Et il y a d’autres journées où les minutes s’écoulent au ralenti et où chaque pause arrive comme une planche de salut… Ces journées-là, je les appelle les journées catastrophes. Ce sont celles où tout « s’enfarge » : une dame qui ne veut pas sortir du lit et tape quiconque ose s’approcher ; une collègue qui traîne de la patte et qui occasionne des retards à toute l’équipe ; un résident qui lance sa nourriture et se fâche…
Est-ce la fin de l’hiver qui nous pèse tous ? Saison froide ou pas, la maladie gagne sur tout.
Je travaille depuis que j’ai l’âge de 10 ans. Je suis habituée au travail. Je n’ai pas besoin de me mettre dans le bon état d’esprit pour monter chaque jour aux étages. Mon métier, c’est une vocation. J’aime aider là où on a besoin d’aide. Je suis incapable de refuser de l’aide à qui que ce soit.
Avec les personnes âgées, toutefois, l’aide n’est pas toujours désirée et encore moins sollicitée. L’aide rappelle plutôt aux résidents que leur autonomie et leur santé dépérissent. Et ça les met parfois dans tous leurs états.

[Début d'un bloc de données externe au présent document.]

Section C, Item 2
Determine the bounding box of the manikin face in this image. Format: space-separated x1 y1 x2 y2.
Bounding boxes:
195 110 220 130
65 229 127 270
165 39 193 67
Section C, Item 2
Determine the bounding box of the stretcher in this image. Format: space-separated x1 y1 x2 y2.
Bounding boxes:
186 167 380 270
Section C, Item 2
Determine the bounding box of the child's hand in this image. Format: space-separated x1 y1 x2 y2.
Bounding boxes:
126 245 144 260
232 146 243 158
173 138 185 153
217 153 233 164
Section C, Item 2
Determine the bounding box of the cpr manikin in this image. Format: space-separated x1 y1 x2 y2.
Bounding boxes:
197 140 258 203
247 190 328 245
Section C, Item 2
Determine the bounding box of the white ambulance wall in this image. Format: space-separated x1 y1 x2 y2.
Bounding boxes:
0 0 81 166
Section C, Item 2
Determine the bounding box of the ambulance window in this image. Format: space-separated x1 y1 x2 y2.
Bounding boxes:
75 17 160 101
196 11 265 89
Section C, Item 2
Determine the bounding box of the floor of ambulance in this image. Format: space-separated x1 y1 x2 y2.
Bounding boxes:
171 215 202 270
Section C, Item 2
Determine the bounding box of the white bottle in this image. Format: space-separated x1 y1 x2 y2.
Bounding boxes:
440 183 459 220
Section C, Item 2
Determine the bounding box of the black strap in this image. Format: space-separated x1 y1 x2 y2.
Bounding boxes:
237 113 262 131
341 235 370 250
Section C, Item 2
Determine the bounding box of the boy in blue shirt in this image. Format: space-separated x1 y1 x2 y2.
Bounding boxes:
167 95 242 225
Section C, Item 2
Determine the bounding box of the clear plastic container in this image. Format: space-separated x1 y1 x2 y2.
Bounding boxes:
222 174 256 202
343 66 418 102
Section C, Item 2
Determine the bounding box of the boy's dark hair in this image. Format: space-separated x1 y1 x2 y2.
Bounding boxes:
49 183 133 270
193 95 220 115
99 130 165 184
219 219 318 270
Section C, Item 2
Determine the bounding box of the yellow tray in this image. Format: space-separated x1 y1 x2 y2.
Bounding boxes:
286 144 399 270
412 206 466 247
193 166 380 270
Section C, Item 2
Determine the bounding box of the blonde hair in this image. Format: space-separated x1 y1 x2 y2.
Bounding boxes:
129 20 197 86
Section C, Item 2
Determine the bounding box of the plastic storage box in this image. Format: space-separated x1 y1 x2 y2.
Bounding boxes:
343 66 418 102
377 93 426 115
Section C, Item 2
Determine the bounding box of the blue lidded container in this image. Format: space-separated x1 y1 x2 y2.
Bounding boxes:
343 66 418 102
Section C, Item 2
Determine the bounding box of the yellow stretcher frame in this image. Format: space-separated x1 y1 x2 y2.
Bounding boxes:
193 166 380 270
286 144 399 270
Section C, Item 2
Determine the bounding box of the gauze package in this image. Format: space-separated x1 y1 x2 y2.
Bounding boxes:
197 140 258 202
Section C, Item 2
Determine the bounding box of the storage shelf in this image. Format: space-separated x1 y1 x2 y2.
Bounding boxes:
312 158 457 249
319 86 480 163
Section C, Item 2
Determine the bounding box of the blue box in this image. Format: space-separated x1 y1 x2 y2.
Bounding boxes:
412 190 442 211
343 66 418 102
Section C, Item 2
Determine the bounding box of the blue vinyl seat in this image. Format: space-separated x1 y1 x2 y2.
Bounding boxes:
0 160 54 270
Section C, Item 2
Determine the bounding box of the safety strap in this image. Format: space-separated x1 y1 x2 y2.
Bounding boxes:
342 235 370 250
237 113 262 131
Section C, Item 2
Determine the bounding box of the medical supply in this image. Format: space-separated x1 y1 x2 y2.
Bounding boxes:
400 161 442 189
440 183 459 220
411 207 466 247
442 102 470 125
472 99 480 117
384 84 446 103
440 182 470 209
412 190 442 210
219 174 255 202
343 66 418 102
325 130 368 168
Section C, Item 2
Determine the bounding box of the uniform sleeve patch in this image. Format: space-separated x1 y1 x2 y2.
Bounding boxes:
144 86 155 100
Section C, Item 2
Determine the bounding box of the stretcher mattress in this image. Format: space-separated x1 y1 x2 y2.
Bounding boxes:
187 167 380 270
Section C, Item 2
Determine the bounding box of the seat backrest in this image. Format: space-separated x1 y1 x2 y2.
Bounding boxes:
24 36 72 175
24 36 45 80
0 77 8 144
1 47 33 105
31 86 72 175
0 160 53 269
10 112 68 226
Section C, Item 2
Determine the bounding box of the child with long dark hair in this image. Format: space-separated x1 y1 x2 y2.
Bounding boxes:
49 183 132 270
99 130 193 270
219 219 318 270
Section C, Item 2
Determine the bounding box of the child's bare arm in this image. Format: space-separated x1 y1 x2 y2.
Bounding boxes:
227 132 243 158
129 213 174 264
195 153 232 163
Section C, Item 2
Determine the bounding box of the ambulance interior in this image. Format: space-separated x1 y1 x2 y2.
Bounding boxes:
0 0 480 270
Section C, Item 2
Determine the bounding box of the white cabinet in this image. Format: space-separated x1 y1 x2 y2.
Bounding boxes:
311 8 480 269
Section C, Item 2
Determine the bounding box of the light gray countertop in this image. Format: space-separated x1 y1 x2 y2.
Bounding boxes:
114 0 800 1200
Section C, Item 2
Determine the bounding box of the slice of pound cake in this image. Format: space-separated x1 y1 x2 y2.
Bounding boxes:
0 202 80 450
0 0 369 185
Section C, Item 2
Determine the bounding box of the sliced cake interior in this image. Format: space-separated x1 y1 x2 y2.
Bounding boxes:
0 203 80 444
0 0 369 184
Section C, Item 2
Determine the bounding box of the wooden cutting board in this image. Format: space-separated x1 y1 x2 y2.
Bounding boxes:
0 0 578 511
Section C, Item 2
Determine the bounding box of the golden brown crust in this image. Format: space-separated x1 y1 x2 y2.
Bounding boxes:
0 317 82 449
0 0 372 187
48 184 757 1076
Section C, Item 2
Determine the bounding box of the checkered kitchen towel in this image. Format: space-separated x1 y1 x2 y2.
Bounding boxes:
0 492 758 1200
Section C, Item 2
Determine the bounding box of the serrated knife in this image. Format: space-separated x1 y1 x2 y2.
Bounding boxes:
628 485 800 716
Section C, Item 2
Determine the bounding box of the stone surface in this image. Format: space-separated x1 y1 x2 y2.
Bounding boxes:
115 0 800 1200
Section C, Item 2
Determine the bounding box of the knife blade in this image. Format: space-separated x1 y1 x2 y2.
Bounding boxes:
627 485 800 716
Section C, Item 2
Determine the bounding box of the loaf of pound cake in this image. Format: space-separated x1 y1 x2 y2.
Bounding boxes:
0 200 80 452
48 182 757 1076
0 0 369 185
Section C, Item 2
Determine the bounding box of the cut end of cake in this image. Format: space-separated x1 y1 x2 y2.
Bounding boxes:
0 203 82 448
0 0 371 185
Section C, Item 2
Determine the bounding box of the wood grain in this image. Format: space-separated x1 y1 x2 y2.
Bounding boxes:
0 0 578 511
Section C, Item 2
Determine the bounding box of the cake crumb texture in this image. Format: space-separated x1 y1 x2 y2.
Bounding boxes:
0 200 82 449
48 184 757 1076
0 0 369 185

Ce matin là, avant que j’arrive, Monsieur Dupras était tombé de son lit. Le nez ensanglanté, il s’est mis à pousser une longue série de cris rauques. L’entendre, c’est comme entendre le cri lancinant et interminable d’un animal blessé. La maladie lui a depuis longtemps enlevé les mots pour se faire comprendre. L’infirmière lui a administré de quoi l’apaiser.
Il a fini par s’endormir en serrant contre lui une peluche offerte par son neveu. L’aide vient parfois aussi d’un « nounours » aux yeux globuleux qui ranime l’enfance…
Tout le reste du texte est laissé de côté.